Behind the scenes, federal agencies are putting together contingency plans in the case of a shutdown, which last occurred during the Clinton administration in 1996.Republicans, led by then-Speaker Newt Gingrich (R-GA) were largely blamed for that shutdown and were punished in the polls in the election that followed.

Obama warned of the impact a government shutdown would have on the economy’s fragile recovery.

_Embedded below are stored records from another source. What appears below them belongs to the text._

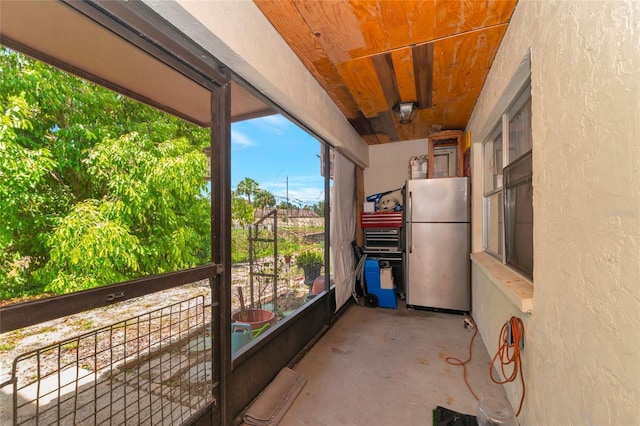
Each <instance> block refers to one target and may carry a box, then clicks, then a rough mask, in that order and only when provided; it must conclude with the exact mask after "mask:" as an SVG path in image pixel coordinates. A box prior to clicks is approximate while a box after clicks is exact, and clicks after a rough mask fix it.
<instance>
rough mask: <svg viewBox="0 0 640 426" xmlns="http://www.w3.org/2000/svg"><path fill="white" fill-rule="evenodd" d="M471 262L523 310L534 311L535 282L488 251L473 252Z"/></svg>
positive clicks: (510, 300) (510, 299)
mask: <svg viewBox="0 0 640 426" xmlns="http://www.w3.org/2000/svg"><path fill="white" fill-rule="evenodd" d="M471 262H473V264H474V265H476V266H477V267H478V268H479V269H480V270H481V271H482V273H484V274H485V275H486V276H487V278H488V279H489V280H490V281H491V282H492V283H493V284H494V285H495V286H496V287H497V288H498V289H499V290H500V291H501V292H502V293H503V294H504V295H505V296H506V297H507V299H509V301H510V302H511V303H513V304H514V305H515V306H516V307H517V308H518V309H520V311H521V312H523V313H526V314H530V313H532V312H533V283H532V282H531V281H529V280H528V279H526V278H524V277H523V276H522V275H520V274H518V273H517V272H515V271H514V270H513V269H511V268H509V267H508V266H506V265H503V264H502V263H500V261H498V260H497V259H496V258H494V257H493V256H491V255H490V254H488V253H484V252H480V253H471Z"/></svg>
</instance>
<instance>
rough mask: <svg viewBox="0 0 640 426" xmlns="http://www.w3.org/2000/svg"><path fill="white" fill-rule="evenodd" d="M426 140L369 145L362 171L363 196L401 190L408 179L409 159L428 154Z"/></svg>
mask: <svg viewBox="0 0 640 426" xmlns="http://www.w3.org/2000/svg"><path fill="white" fill-rule="evenodd" d="M428 147H429V146H428V139H416V140H412V141H407V142H396V143H386V144H380V145H371V147H370V148H369V168H368V169H365V170H364V175H363V178H364V193H365V195H371V194H377V193H379V192H385V191H390V190H392V189H397V188H401V187H402V186H403V185H404V182H405V181H406V180H407V179H408V178H409V159H410V158H411V157H413V156H416V155H425V154H427V152H428Z"/></svg>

“At a time when the economy is just beginning to grow… the last thing we need is a disruption that’s caused by a government shutdown, not to mention all the people who depend on government services,” Obama said Tuesday. “It would be inexcusable for us to not be ale to take care of last year’s business…simply because of politics.”

Obama also drew a line in the sand over spending cuts he and Senate Democrats consider unacceptable, namely, cuts to the Head Start program, which provides educational, nutritional, and health services to younger children to help prepare them for school, and medical research.

“We are not going to cut those things that we think are 100 percent vital to the American public” and to the economic recovery, Obama said.

Despite several statements by Senate Democrats, as well as Vice President Joe Biden, that the two sides had agreed to an overall spending figure of $33 billion, Boehner on Tuesday denied agreeing to that number. A House GOP aide told TPM Democratic statements indicating otherwise were simply “wishful thinking.”

White House spokesman Jay Carney contradicted that point in a follow-up briefing after Obama spoke to reporters.

“As the Vice president has said [the number] was a target that we could work from–appropriators have been working on that principle and they didn’t get that out of thin air,” he said.